Is Peace the Victim of the ICC’s Justice?
I don’t have any particular insights to add on the very interesting and detailed roundtable discussion folks are having on the Lubanga judgment. But I can’t resist pointing out this op-ed by Ian Paisley (the son of a leading figure on the Northern Irish settlement) in the New York Times slamming the ICC as a obstruction to national reconciliation and peace:
The court’s success as a vehicle for delivering justice continues to be debated. The I.C.C. was founded amid much fanfare, but its track record — with only this single conviction — has been poor. Arguably, the cases before it are complex, and it was always going to take time for a new institution to complete them.

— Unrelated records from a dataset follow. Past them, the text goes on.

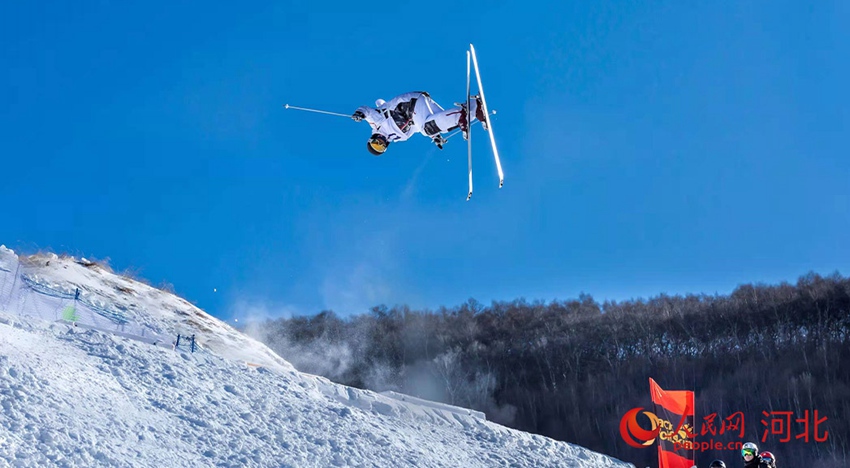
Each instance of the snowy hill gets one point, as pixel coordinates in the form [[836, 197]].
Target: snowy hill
[[90, 376]]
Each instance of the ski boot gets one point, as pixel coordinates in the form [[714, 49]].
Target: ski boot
[[439, 141]]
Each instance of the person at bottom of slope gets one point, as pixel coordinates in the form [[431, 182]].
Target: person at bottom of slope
[[414, 112], [750, 454]]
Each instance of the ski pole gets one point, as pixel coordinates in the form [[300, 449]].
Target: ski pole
[[287, 106], [473, 123]]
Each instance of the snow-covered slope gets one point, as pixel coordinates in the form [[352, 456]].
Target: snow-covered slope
[[94, 395]]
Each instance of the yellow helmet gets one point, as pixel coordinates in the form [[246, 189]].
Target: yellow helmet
[[377, 144]]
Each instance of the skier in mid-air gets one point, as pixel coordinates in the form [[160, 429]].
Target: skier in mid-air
[[402, 116]]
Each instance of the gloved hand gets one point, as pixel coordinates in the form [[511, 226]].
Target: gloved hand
[[439, 141]]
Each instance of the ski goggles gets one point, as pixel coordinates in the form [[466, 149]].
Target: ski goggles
[[378, 145]]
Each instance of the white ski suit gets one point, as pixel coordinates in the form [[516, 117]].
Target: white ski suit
[[402, 116]]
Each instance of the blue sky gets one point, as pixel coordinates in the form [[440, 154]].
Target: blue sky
[[648, 147]]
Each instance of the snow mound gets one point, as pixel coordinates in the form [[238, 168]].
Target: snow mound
[[79, 393]]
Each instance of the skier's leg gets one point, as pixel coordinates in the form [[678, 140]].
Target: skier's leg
[[443, 122]]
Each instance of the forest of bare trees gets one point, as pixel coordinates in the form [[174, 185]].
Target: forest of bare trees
[[570, 369]]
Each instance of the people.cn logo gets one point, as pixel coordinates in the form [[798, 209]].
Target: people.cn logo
[[635, 435]]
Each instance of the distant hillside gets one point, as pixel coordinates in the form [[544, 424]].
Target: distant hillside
[[571, 369], [91, 374]]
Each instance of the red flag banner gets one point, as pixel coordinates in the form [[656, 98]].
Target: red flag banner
[[675, 412]]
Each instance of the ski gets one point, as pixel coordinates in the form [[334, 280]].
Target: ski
[[468, 127], [489, 120]]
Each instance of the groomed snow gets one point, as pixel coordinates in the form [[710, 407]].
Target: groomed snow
[[79, 396]]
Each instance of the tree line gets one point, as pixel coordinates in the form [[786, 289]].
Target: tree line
[[570, 369]]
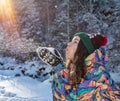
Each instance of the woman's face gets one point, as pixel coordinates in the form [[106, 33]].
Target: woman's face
[[72, 47]]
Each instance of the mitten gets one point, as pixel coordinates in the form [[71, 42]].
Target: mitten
[[49, 55]]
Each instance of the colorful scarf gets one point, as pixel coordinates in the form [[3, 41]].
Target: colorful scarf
[[96, 86]]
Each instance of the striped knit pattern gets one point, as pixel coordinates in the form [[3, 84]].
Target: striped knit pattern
[[96, 86]]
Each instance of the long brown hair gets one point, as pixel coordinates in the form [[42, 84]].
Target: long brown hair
[[77, 66]]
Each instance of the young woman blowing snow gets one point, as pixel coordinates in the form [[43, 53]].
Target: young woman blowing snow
[[84, 77]]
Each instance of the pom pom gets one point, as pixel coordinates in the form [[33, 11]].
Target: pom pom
[[104, 41]]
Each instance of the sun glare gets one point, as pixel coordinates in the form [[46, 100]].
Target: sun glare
[[7, 11]]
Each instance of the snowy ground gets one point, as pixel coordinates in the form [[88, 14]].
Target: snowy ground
[[21, 87], [25, 88]]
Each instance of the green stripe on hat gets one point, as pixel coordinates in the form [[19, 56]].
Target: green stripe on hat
[[86, 41]]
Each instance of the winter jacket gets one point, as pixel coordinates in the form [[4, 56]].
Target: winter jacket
[[96, 86]]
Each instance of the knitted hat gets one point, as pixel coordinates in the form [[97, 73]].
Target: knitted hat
[[89, 41]]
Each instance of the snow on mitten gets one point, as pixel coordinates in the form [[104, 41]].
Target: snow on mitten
[[49, 55]]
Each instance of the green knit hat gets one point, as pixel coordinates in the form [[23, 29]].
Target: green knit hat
[[86, 41]]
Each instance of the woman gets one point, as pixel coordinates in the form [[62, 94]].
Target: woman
[[84, 77]]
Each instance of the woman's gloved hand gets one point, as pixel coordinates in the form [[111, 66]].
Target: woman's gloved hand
[[49, 55]]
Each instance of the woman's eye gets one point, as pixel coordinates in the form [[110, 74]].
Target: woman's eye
[[75, 42]]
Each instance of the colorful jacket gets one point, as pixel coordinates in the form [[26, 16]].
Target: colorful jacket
[[96, 86]]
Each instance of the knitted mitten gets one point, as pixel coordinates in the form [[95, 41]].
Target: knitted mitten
[[49, 55]]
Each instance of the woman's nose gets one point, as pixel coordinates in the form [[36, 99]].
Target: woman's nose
[[68, 44]]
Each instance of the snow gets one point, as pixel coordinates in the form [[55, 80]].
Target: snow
[[23, 88]]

But this misses the point. The I.C.C. was intended as an instrument for delivering peace. In this respect it has not been a success. It will continue to falter because its current methods go against the experience of many places in Africa and around the world where peace has been delivered through political negotiations and reconciliation efforts, not the imposition of international justice.
I am not making an argument against I.C.C.’s existence: In places where there is no functioning government, or the government is hostage to one section of society, or where there is no viable reconciliation process, the international community has a duty to ensure that the court is the guardian of justice.
But the pursuit of justice should not replace or undermine ongoing national reconciliation efforts. The foremost challenge facing the I.C.C. is to determine whether its intervention will help or hinder the cause of peace. The wheels of justice must be allowed to turn at their own pace, but that they must not impede the peace process.
Of course, Jide Nzelibe and I have made this argument at some length here, and with a further wrinkle that the ICC is not likely to have much of a deterrence effect either. I know this is an old and already hotly debated topic among scholars. But I wonder if it will again become a leading criticism of the ICC.